À l’image du passeport pour traverser la frontière, un système de coupon a été mis en place. Pour pouvoir entrer travailler, les employés doivent montrer à l’agent de sécurité posté aux entrées le coupon reçu au triage.

Au total, 10 employés – du CHSLD et de l’hôpital de Lachine confondus – ont été déclarés positifs à la COVID-19 depuis le début de la pandémie. Parmi eux, un seul avait été en contact avec des patients pendant un quart de travail et il n’a contaminé personne.

Des enquêtes épidémiologiques ont été menées rapidement, souligne la Dre Rajda, pour repérer tous ceux qui avaient été en contact avec les collègues infectés – en remontant 48 heures avant l’apparition des symptômes – et pour les isoler au besoin.

Au départ, des employés ont trouvé le système de triage « intrusif », ajoute le DGfeller. Mais ils ont compris que tout cela était mis en place pour protéger les plus vulnérables, dit-il.

« Au CUSM, nous avons une grande expertise en prévention et contrôle des infections. La Dre Rajda a fait un travail exceptionnel », raconte le PDG du CUSM. « On peut appeler la Dre Rajda jour et nuit », ajoute Mme Nadon, conseillère en PCI.

Prévention active

Aussi, le port du masque obligatoire a été instauré dans les deux établissements. « On a développé une culture de prévention des infections au point qu’aujourd’hui, un employé d’entretien ou des installations matérielles va vous interpeller dans le corridor si vous ne portez pas votre masque correctement pour vous expliquer comment le porter », affirme Mme Nadon.

Avec le déconfinement de Montréal, le CHSLD assouplit un peu ses règles, entre autres en rouvrant ses portes aux proches aidants. Sauf que ce faisant, le risque de contamination augmente. Une équipe du CUSM a réalisé une vidéo à leur intention. Dans la semaine de leur retour, les proches aidants ont dû la regarder chaque matin. « Ils la connaissent par cœur », lance l’infirmière conseillère en PCI.

Face au spectre d’une deuxième vague, le PDG du CUSM ne veut pas faire de « triomphalisme ». « Ça demeure un endroit fragile. Ça peut toujours entrer, insiste le PDG du CUSM. Et si ça entre chez nos ventilo-assistés, ça va être très grave. »

Les trois CHSLD publics de Montréal épargnés par la COVID-19

• Le Pavillon Camille-Lefebvre (CUSM)

• Le CHSLD Father-Dowd (CIUSSS du Centre-Ouest-de-l’Ile-de-Montréal)

• Le CHSLD Dante (CIUSSS de l’Est-de-Montréal)

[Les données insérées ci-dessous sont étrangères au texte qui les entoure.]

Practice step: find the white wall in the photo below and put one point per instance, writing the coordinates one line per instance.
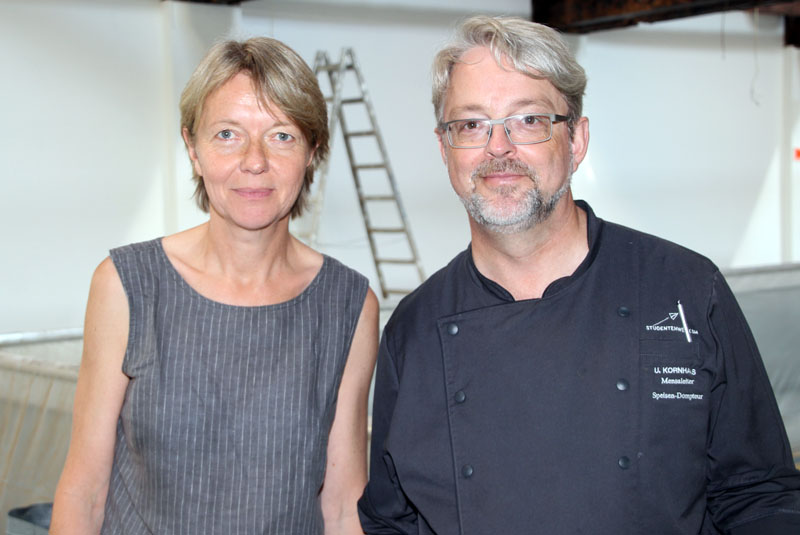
(686, 119)
(82, 148)
(91, 157)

Sources : le CUSM et les cinq CIUSSS sur le territoire de Montréal

Six grands CHSLD de Montréal ont tenu bon face à la tempête

Dans l’île de Montréal, 6 CHSLD de 100 lits et plus ont été épargnés par la pandémie, ne recensant aucun décès parmi leurs résidants. Selon la compilation de La Presse, 5 des 6 établissements sont publics et un est privé. En moyenne, dans les 170 CHSLD que La Presse a analysés, le taux de décès est de 13 %. Les pires taux de décès dépassent 40 %, notamment à Laval. Parmi ces 6 établissements de l’île de Montréal, trois CHSLD publics n’ont même eu aucun cas chez les résidants (voir autre texte). Il s’agit du CHSLD Father-Dowd, du CHSLD Dante et du Pavillon Camille-Lefebvre (Centre universitaire de santé McGill). Au privé, cet exploit dans l’île a été réalisé par le Château Westmount. Dans la région métropolitaine, d’autres CHSLD ne recensent aucun décès. Mentionnons, parmi eux, la Résidence Riviera (privé conventionné, Laval), le Centre d’hébergement de Montarville (public, Saint-Bruno) et le Centre d’hébergement du Manoir Trinité (public, Longueuil).

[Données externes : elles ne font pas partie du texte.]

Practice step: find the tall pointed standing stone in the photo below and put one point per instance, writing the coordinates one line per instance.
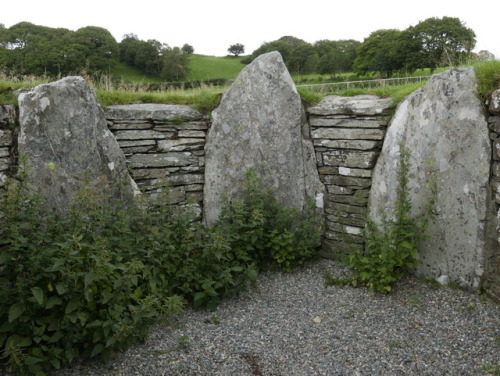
(443, 128)
(260, 124)
(64, 135)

Hôpital Chinois de Montréal

Des employés masqués dès janvier

Plus de deux mois avant le début de la pandémie au Québec, les employés de l’Hôpital chinois de Montréal portaient déjà leurs propres masques au travail. De l’extérieur, certains trouvaient qu’ils exagéraient. Aujourd’hui, le CHSLD a l’un des meilleurs bilans de la métropole. Analyse d’un autre succès.

La coordonnatrice de l’établissement du quartier chinois l’admet d’emblée. Lorsque les employés du centre d’hébergement qui accueille 128 aînés en perte d’autonomie, d’origine majoritairement asiatique, ont commencé à se présenter au travail avec leurs propres masques en janvier, elle a trouvé ça un peu « extrême ».

« Nous, on n’était pas encore rendus là. On ne portait pas de masques. On n’en était pas encore à tout annuler. Je les trouvais anxieux, raconte Sandra Lavoie. J’ai même fait venir un médecin de la Direction de santé publique pour atténuer leurs craintes. »

Aujourd’hui, elle les considère plutôt comme avant-gardistes.

« Eux autres, ils savaient. Ils étaient branchés [sur ce qui se passait en Chine]. Ils le vivaient plus de l’intérieur. »

— Sandra Lavoie, coordonatrice de l'Hôpital chinois

Quelque 70 % des 200 employés de l’endroit sont issus de la communauté chinoise. « Ils avaient des liens avec de la famille, des amis là-bas. Dès le départ, ils voyaient la gravité de la situation », dit Mme Lavoie.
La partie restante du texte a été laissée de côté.